Reading-in for Zinn’s legacy

October 30, 2013

Bill Mullen reports on the "Howard Zinn Read-in" being planned at Purdue University following attacks on the late historian's work by university President Mitch Daniels.

SCHOLARS, ACTIVISTS and radicals from across the country are planning to gather on November 5 to celebrate the life and work of radical historian Howard Zinn.

The event, a public "read-in" of Zinn's work, is taking place at Purdue University, where Zinn's work has been the focus of attack by University President and former Indiana Gov. Mitch Daniels. Recently, the Associated Press revealed that in 2010, then-Gov. Daniels ordered his education officials to make sure Zinn's work was not being taught in Indiana schools. Daniels called Zinn "un-American" and a "fraud," and referred to his most popular book, A People's History of the United States, as full of "lies on every page."

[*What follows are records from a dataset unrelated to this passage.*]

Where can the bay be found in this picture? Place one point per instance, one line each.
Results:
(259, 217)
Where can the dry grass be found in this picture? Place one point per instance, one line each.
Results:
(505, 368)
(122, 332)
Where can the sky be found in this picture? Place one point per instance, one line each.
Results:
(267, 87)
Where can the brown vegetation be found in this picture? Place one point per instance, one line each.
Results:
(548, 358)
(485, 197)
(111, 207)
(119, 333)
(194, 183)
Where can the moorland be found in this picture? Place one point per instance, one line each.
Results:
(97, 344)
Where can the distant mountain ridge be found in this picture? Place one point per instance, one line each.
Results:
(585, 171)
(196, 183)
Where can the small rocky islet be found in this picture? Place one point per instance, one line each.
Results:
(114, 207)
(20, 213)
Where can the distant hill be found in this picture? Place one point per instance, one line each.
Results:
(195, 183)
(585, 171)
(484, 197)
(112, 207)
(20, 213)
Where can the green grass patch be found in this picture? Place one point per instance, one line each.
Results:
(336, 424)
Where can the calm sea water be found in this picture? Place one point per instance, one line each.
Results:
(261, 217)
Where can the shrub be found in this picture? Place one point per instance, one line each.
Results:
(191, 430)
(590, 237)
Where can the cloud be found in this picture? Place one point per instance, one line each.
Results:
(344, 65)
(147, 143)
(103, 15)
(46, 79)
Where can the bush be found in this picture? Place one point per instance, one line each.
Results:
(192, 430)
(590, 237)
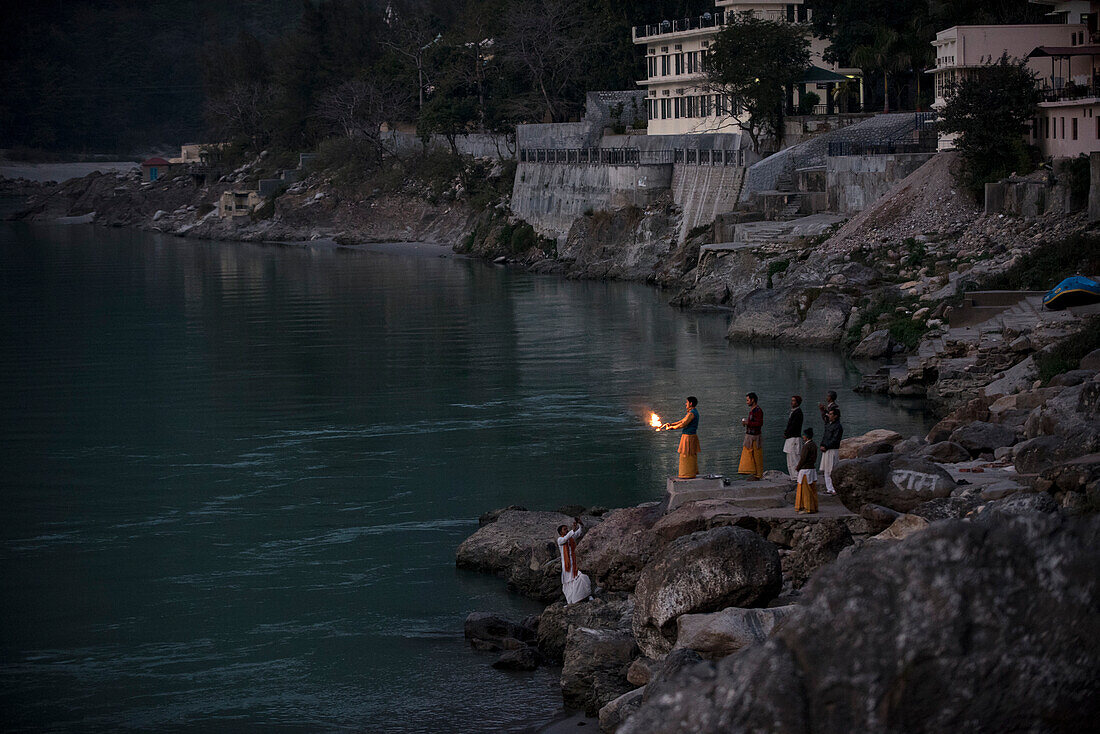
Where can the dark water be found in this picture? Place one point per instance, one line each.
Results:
(234, 477)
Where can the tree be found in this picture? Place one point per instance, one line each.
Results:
(552, 42)
(414, 31)
(751, 63)
(883, 53)
(990, 109)
(359, 108)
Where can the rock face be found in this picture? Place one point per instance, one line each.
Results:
(609, 612)
(490, 632)
(614, 551)
(980, 437)
(613, 714)
(858, 446)
(947, 452)
(875, 346)
(594, 671)
(966, 626)
(900, 483)
(702, 572)
(812, 547)
(520, 547)
(723, 633)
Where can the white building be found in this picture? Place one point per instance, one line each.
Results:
(1060, 54)
(674, 50)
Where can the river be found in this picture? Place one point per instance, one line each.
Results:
(235, 474)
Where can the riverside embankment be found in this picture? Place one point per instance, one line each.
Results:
(886, 285)
(706, 613)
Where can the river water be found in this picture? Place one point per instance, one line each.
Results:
(234, 475)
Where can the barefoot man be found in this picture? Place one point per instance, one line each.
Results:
(575, 585)
(752, 449)
(689, 440)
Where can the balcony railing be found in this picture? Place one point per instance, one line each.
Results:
(706, 20)
(1069, 91)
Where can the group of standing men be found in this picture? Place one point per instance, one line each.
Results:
(798, 445)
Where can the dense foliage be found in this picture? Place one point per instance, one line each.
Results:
(100, 75)
(990, 110)
(752, 62)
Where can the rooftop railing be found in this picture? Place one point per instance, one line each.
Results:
(706, 20)
(631, 156)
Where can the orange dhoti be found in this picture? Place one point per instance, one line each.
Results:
(689, 456)
(751, 457)
(805, 497)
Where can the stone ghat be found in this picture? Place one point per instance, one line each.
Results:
(705, 602)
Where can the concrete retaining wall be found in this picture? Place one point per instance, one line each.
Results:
(856, 182)
(550, 196)
(705, 192)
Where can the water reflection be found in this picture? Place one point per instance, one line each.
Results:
(237, 474)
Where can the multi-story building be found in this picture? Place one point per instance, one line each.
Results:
(677, 99)
(1060, 54)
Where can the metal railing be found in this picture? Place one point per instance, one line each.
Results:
(631, 156)
(706, 20)
(919, 139)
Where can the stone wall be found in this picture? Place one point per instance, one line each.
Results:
(550, 196)
(855, 182)
(705, 192)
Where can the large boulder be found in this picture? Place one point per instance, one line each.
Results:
(966, 626)
(595, 665)
(900, 483)
(1074, 414)
(723, 633)
(702, 572)
(614, 551)
(875, 346)
(980, 437)
(607, 612)
(669, 668)
(945, 452)
(617, 711)
(877, 439)
(520, 547)
(813, 546)
(490, 632)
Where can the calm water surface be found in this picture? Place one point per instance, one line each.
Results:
(234, 477)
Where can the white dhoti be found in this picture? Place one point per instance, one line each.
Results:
(829, 457)
(792, 448)
(575, 585)
(576, 589)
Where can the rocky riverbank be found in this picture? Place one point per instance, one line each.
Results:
(884, 285)
(950, 583)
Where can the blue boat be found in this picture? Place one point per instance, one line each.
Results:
(1075, 291)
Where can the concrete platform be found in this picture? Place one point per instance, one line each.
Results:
(766, 493)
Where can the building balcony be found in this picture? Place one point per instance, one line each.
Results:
(1068, 92)
(681, 25)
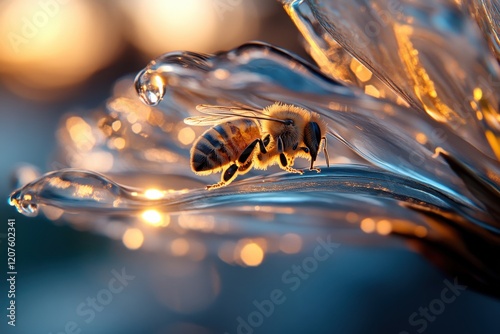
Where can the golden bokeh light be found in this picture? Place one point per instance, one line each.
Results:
(478, 93)
(384, 227)
(252, 254)
(153, 193)
(186, 136)
(421, 138)
(155, 218)
(361, 72)
(180, 247)
(54, 43)
(161, 25)
(368, 225)
(372, 90)
(133, 238)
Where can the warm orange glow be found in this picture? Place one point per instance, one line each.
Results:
(52, 212)
(137, 128)
(161, 25)
(81, 133)
(179, 247)
(116, 125)
(133, 238)
(252, 254)
(119, 143)
(361, 72)
(421, 138)
(368, 225)
(384, 227)
(478, 93)
(52, 44)
(351, 217)
(153, 194)
(155, 218)
(186, 135)
(372, 90)
(291, 243)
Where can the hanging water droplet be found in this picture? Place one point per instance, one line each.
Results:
(150, 87)
(22, 201)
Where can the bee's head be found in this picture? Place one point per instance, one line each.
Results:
(312, 140)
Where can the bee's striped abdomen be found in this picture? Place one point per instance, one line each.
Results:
(223, 144)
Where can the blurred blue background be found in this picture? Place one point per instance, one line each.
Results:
(68, 59)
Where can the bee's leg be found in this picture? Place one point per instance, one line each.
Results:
(227, 177)
(325, 151)
(248, 151)
(288, 166)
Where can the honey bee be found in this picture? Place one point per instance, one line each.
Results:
(282, 133)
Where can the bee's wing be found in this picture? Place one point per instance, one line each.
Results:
(218, 114)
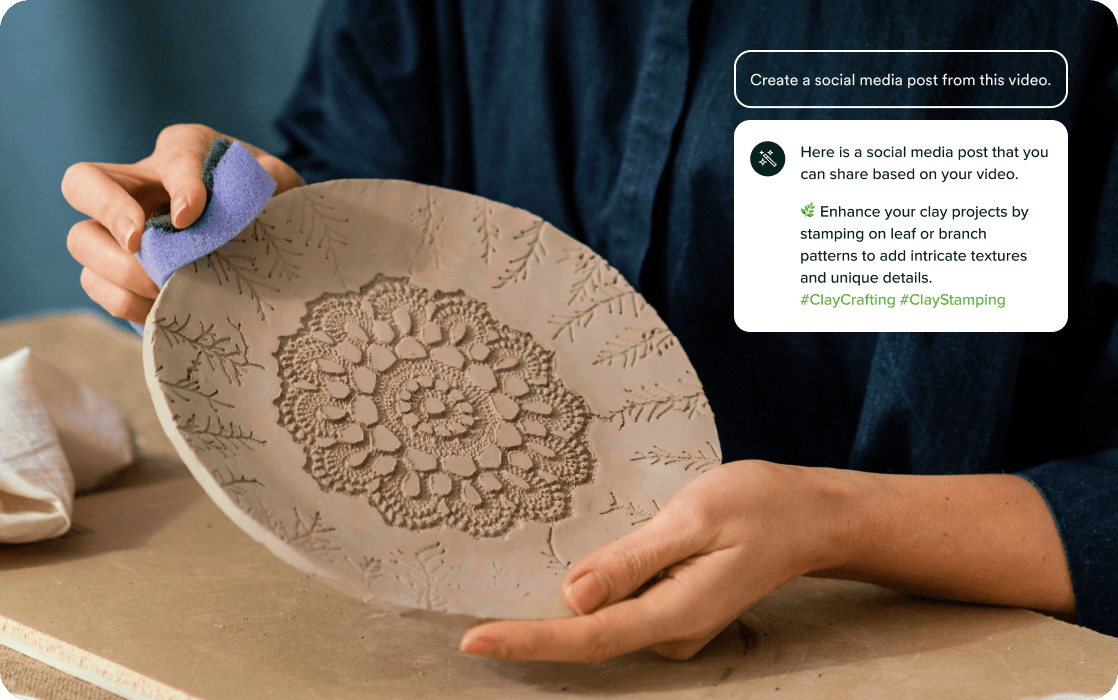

But activists are gathering to defend Zinn's legacy from Daniels' attacks. Zinn dedicated his life to social and intellectual activism, an embodiment of his famous adage, "You can't be neutral on a moving train."

Major scholars, activists and organizations have endorsed the event, including philosopher Cornel West, University of California-Los Angeles historian Robin D.G. Kelley and former Assistant Education Secretary Diane Ravitch. Organizations lending their name to the event include the Zinn Education Project, the Steering Committee of Historians Against the War, Veterans For Peace, the American Friends Service Committee, the Indiana Peacebuilding Program and the Hòa Bình Việt Nam, Chapter 160: The Việt Nam Chapter of Veterans For Peace. The Purdue University Center for Research on Diversity and Inclusion also has made a generous financial contribution to the event.

Howard Zinn speaking to college students in 2004
Howard Zinn speaking to college students in 2004

A highlight of the event will be a public reading of a solidarity statement authored by actor and Zinn collaborator Matt Damon and his mother Nancy Carlsson-Paige, a scholar and advocate for public education.

The November 5 read-in will feature James Loewen, author of Lies My Teacher Told Me; historian and labor activist Staughton Lynd; former U.S. diplomat and peace activist Anne Wright; writer, filmmaker and co-editor with Zinn of Voices of a People's History of the United States Anthony Arnove; historian Alex Lichtenstein; and Seattle public school teacher, associate editor of Rethinking Schools magazine, and founding member of Social Equality Educators Jesse Hagopian.

Support for the Zinn event has taken global and local turns. Les Mutins de Pangee, a French audiovisual company, is coming from Paris to film the read-in as part of a documentary on Zinn's life. Susan Curtis, a Purdue history professor, has begun a campaign to create a scholarship in Howard Zinn's name for a Purdue student in American Studies. The campaign has already raised several thousand dollars towards its $25,000 goal.

According to the organizers, one of the most significant financial donations to this event was by a Purdue undergraduate named Molly, who made a $5 pledge to help support the event. Molly's mother is an Indiana public school teacher who lost her job because of budget cuts to education during Mitch Daniels's tenure as governor. "It is this donation, above many others of a higher denominations, that makes us proud," said Tithi Bhattacharya, one of the organizers of the read-in.

The read-In will also be a nationwide event, with solidarity actions happening on several campuses. Faculty and students at Indiana University-South Bend, Indiana University-Purdue University at Indianapolis, and Indiana University-Purdue University at Fort Wayne are holding solidarity events at their campuses alongside of similar events planned at Ohio State University, the University of Washington, the University of Chicago and the University of Nebraska-Lincoln.

The Purdue event will be live-streamed and available to viewers across the nation on the website WeAreMany.org. Haymarket Books in Chicago is also helping to sponsor the event and is making available new book titles by Howard Zinn, as well as Staughton and Alice Lynd's classic oral history of the labor movement, Rank and File.